Face à l’océan, ces locaux des Travaux Publics, érigés en 1916, ne sont pas de simples murs de pierre. Ils sont les témoins silencieux d’une époque où Mazagan se construisait avec méthode, élégance et une vision qui semblait défier le temps.
C’est entre ces murs que des ingénieurs tels que Bonnet, Thomassin et Chèvre, entourés de techniciens comme Coutareau, Schneider ou Diaz, ont imaginé et façonné le visage moderne de la cité.
Ils ont dessiné un nouveau port et ses majestueuses jetées, élevé des phares pour guider les marins, bâti des écoles, un hôpital, une poste, des jardins, un théâtre et même un casino dont le prestige évoquait celui de Deauville.
Ils ont ouvert de larges avenues, apporté l’eau, l’assainissement et l’électricité, aménagé la plage, créé des quartiers résidentiels où il faisait bon vivre.
Puis, avec les Services municipaux, ils ont entretenu cette œuvre avec un soin presque paternel, convaincus qu’une ville est un héritage que chaque génération doit transmettre intact à la suivante.
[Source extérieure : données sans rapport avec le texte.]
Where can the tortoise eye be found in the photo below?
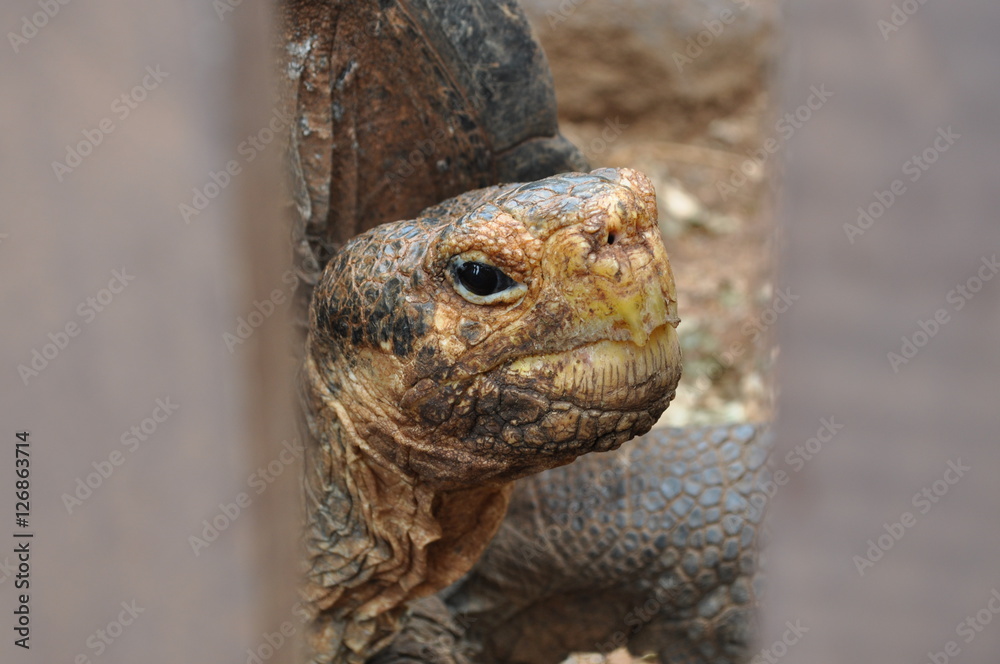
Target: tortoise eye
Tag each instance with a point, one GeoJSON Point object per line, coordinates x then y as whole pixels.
{"type": "Point", "coordinates": [482, 279]}
{"type": "Point", "coordinates": [481, 283]}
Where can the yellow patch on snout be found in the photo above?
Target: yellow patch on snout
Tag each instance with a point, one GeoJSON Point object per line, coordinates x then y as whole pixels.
{"type": "Point", "coordinates": [605, 373]}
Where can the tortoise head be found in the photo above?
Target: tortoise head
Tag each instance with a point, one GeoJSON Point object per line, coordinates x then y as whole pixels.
{"type": "Point", "coordinates": [503, 332]}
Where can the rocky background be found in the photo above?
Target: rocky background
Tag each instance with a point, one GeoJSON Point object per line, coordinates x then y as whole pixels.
{"type": "Point", "coordinates": [684, 91]}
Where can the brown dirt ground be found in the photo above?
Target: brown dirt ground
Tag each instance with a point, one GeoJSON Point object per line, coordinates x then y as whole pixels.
{"type": "Point", "coordinates": [721, 247]}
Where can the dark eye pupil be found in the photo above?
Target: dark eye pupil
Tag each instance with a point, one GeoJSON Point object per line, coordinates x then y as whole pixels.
{"type": "Point", "coordinates": [482, 279]}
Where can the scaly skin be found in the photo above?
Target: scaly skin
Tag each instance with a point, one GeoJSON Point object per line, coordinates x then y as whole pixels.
{"type": "Point", "coordinates": [653, 546]}
{"type": "Point", "coordinates": [424, 405]}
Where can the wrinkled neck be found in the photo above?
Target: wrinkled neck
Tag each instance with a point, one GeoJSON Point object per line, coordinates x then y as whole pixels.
{"type": "Point", "coordinates": [377, 538]}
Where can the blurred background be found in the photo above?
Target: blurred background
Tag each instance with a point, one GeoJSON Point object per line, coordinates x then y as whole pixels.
{"type": "Point", "coordinates": [828, 197]}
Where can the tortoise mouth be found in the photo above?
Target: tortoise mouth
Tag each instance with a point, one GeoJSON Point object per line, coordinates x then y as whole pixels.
{"type": "Point", "coordinates": [606, 374]}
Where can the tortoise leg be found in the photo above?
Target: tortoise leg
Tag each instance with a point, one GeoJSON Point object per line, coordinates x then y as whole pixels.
{"type": "Point", "coordinates": [430, 635]}
{"type": "Point", "coordinates": [653, 546]}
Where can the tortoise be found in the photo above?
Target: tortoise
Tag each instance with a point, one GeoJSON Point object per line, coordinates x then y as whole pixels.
{"type": "Point", "coordinates": [481, 312]}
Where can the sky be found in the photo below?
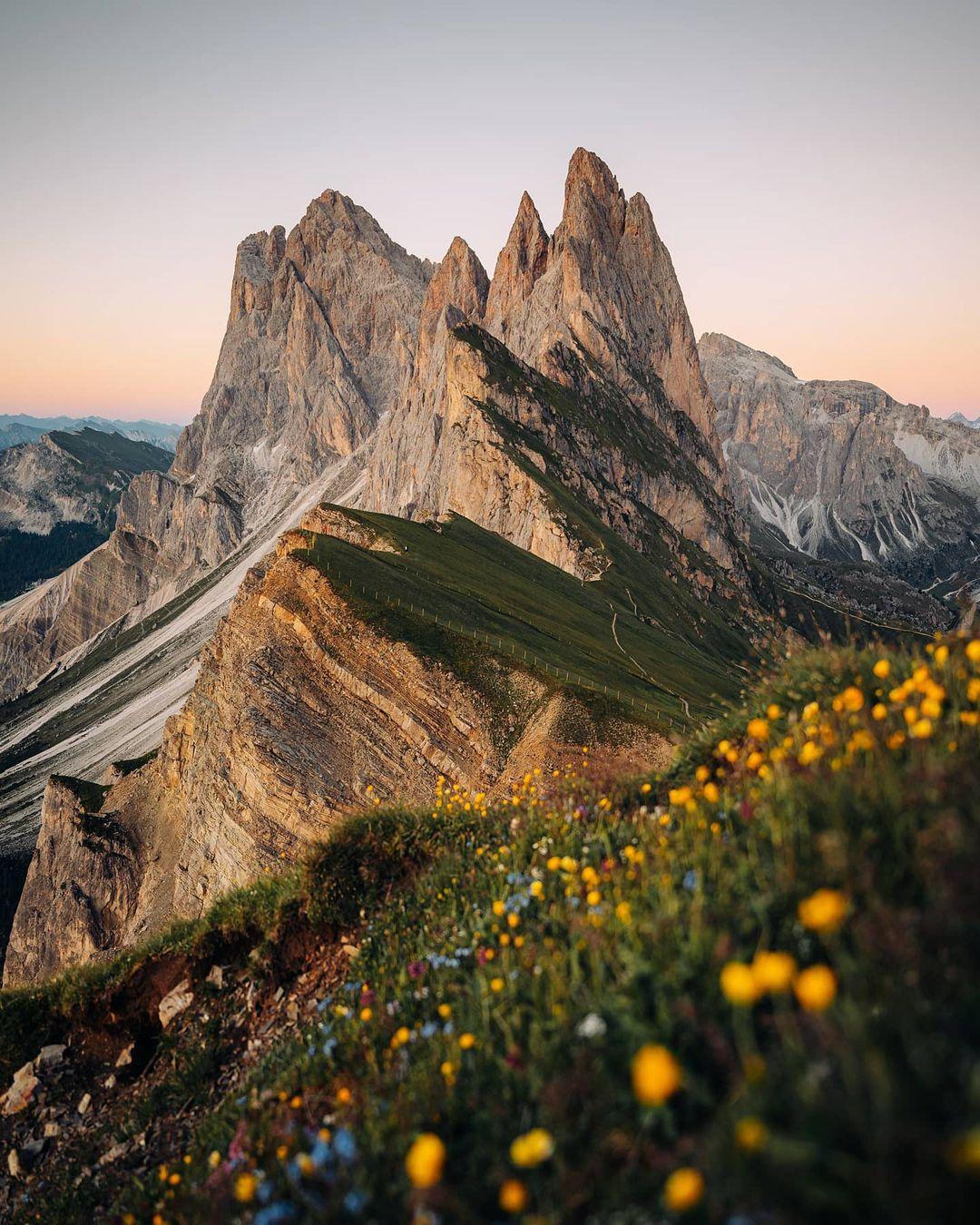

Aujourd’hui, ces bâtiments contemplent l’océan avec la mélancolie des vieux sages ( mais pour combien de temps encore).
Ils ont vu passer les hommes, les saisons et les décennies.
Ils se souviennent d’une Mazagan où l’on bâtissait pour l’avenir, où chaque pierre racontait une ambition, où chaque chantier portait une promesse.
Il suffit de s’arrêter un instant devant ces lieux chargés d’histoire pour entendre l’écho d’un passé qui refuse de mourir.
Un passé qui nous rappelle qu’une ville perd un peu de son âme lorsqu’elle cesse d’entretenir sa mémoire. Car les monuments vieillissent, mais l’oubli, lui, les détruit bien plus sûrement que le temps.